Baca juga: DPR Minta Pengendalian Vape Bisa Diatur dalam RUU POM
“Jadi jelas, iklan, promosi, dan sponsor rokok merupakan ancaman yang nyata, keberadaan iklan, promosi, dan sponsor rokok yang sangat jelas berseliweran di internet ini seolah sengaja menantang kemampuan dan upaya wanita dan para Ibu di dalam melindungi keluarga, khususnya anak dari bujuk rayu produk yang berbahaya seperti rokok,” tambah dia.
Akademisi Muhammadiyah Steps Resti Yulianti turut mengatakan konten rokok semakin merajalela. Jika tidak ada peraturan yang jelas, Resti menilai sama saja pemerintah seolah membiarkan perusahaan rokok untuk terus mengeksploitasi habis-habisan jaringan internet untuk menjadi alat pemasaran mereka.

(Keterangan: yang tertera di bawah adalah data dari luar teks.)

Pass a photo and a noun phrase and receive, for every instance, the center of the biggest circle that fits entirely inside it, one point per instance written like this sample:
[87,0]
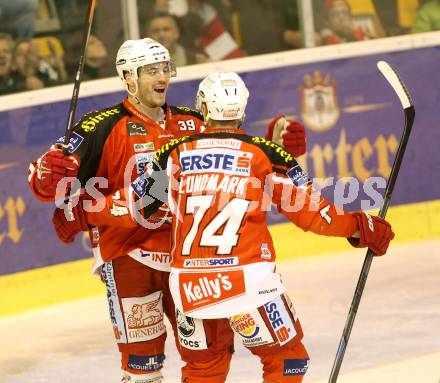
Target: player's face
[153,84]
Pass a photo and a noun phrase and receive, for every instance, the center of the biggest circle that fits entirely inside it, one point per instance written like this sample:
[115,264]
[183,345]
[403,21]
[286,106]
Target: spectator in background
[39,71]
[428,17]
[163,28]
[10,81]
[339,26]
[262,26]
[17,17]
[96,55]
[201,28]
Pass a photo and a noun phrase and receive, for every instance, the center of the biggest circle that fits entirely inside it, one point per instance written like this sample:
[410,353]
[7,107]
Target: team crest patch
[319,102]
[74,142]
[298,176]
[136,129]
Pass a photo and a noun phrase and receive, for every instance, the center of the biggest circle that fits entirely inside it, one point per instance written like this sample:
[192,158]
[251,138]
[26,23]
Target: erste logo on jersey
[280,320]
[212,160]
[136,129]
[231,143]
[74,142]
[203,289]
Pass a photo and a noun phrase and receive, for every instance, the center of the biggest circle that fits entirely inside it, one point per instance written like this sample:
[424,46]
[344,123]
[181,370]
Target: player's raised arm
[295,197]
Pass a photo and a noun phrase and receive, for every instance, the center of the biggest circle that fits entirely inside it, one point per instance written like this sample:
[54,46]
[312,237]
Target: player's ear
[130,81]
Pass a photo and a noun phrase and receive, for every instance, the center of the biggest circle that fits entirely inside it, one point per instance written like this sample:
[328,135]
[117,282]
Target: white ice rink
[395,339]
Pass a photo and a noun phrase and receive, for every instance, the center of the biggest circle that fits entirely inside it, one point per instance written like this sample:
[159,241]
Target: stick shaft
[409,112]
[78,77]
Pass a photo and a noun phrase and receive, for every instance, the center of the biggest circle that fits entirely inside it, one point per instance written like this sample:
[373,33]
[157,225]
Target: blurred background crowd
[40,40]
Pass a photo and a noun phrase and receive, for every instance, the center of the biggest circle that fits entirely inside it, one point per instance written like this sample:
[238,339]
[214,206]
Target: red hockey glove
[67,230]
[375,233]
[52,167]
[289,134]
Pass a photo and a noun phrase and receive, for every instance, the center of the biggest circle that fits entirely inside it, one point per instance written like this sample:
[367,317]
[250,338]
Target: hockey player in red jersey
[223,261]
[106,143]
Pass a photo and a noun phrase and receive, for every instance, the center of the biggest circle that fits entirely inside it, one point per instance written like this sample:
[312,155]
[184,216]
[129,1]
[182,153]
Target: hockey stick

“Tidak hanya melalui portal berita, namun juga iklan, promosi, dan sponsor rokok masuk ke berbagai aplikasi yang biasa kita pakai dan akses tiap hari seperti media sosial. Belum lagi trik-trik kreatif nan manipulatif perusahaan rokok yang makin spesifik menggoda anak dan remaja dengan pencitraan gaya hidup yang keren, penuh petualangan, dan sporty. Tidak berhenti di situ, demi menyasar target spesifik baru berdasarkan gender, mereka juga secara terang-terangan menawarkan hal-hal yang cukup imut dan girly untuk menggaet konsumen wanita,” ujar Resti.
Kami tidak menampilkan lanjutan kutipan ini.